Beside basic scientific
discovery, there are several of potential applications for metagenomic
research. According to Smarr, there are a number of companies that
are already looking at marine microorganisms for new drugs, the
way they have with soil-based microorganisms. There are also exciting
biofuel applications that are being considered, for example the
production of hydrogen and ethanol as fuel sources from microbial
metabolism.
Smarr also projects how
the technology can be applied directly to other microbial ecosystems.
For example, the microorganisms inside of the large intestines were
recently shotgun sequenced by Stanford researchers. Soil microorganisms,
the source of many drugs, such as penicillin, are another likely
target for metagenomics. Even airborne
dust particles can be biologically active and are currently being
studied in relation to the mold problem caused by the aftermath
of Hurricane Katrina.
The OptIPuter model is
based on the ability of optical networks to move data around at
speeds of tens of gigabits per second over dedicated lambdas. Significantly,
the increases in optical network bandwidth and storage capacity
are outstripping the increases in CPU performance. As a result,
"Moore's Law" is not driving information technology the
way it used to (ironic when you consider that Gordon Moore, the
originator of "Moore's Law," is now funding this project
through his Foundation).
The OptIPuter exploits
the enormous bandwidth of fiber optic networks to link distributed
computer and storage resources. With the recent expansion of National
LambdaRail as the optical backbone for cross-country connectivity,
Smarr believes we're entering a critical stage for technological
change.
"This is a one-in-twenty-year
transition point," said Smarr, "going back to 1985, when
the NSF built the first backbone for the shared Internet. Now National
LambdaRail has built the first backbone for the unshared Internet.

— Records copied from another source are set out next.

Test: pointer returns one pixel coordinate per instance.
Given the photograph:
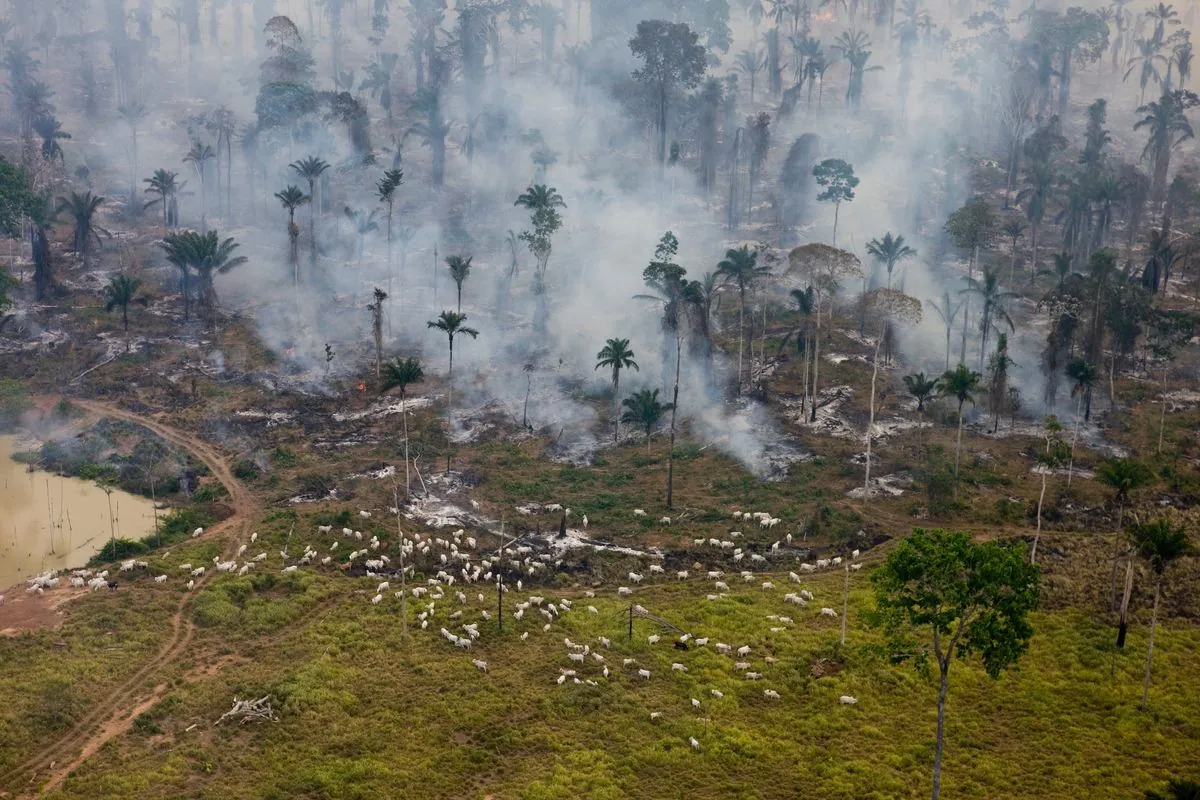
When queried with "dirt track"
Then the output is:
(115, 713)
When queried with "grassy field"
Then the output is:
(366, 714)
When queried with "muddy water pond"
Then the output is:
(58, 523)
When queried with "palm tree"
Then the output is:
(163, 182)
(994, 302)
(1014, 229)
(1168, 126)
(83, 209)
(400, 374)
(1084, 376)
(1036, 196)
(292, 198)
(1159, 542)
(1123, 476)
(387, 187)
(1147, 58)
(961, 384)
(889, 251)
(617, 355)
(376, 310)
(364, 223)
(921, 388)
(741, 265)
(311, 169)
(948, 312)
(433, 128)
(645, 410)
(213, 256)
(133, 115)
(451, 324)
(460, 268)
(51, 131)
(750, 62)
(119, 293)
(199, 156)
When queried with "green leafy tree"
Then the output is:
(966, 599)
(672, 60)
(837, 180)
(82, 209)
(1159, 543)
(616, 355)
(889, 251)
(971, 228)
(543, 203)
(963, 385)
(645, 410)
(311, 168)
(121, 292)
(921, 388)
(742, 268)
(292, 198)
(460, 268)
(402, 373)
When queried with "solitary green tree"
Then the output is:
(616, 355)
(402, 373)
(961, 384)
(967, 599)
(645, 410)
(838, 181)
(1159, 543)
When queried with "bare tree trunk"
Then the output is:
(1123, 619)
(942, 691)
(1150, 651)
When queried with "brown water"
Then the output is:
(58, 523)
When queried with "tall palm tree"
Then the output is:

At present, there are about two dozen state and regional optical
networks that are interconnecting to National LambdaRail. The campuses
are beginning to put fiber optics into their actual laboratories,
and connecting these to the state and regional optical networks
which are then connected to National LambdaRail."
"So that was the
fundamental insight that led us to work on these optical networks.
It wasn't that optical networks were cool and we were looking for
something to do with them. It was that the scientific community
had decided on Linux clusters as their standard and they're natural
need for a wide area network was clearly in the gigabits and tens
of gigabits per second range. So we looked around for a technology
that could provide this and found that the telecom industry had
evolved to the point where the natural data flow on their individual
lambdas was 10 gigabits per second."
The Science Server
As part of the CAMERA project, Calit2
will partner with UCSD's SDSC to develop the science data server
complex, which couples the Calit2 and SDSC middleware, compute,
and storage capabilities with the TeraGrid computing facility in
a Service Oriented Architecture. This will enable computing resources
to be applied to a range of tools to tackle the computationally
intense questions derived from the metagenomic data collection.
"This is the first science data
server that has been architected to direct-connect to your local
cluster through the National LambdaRail. What we've done with this
server is make it the first TeraGrid appliance. In other words,
we're linking directly into the TeraGrid lambdas from our science
server. So as a user, when you connect to the science server, it
now appears to be just an extension of your local cluster. Over
the next few years the TeraGrid will expand to tens of thousand
of processors, so you'll get orders of magnitude increases in power
by plugging into the TeraGrid. It should all appear as if it's in
your laboratory. And that's the vision!"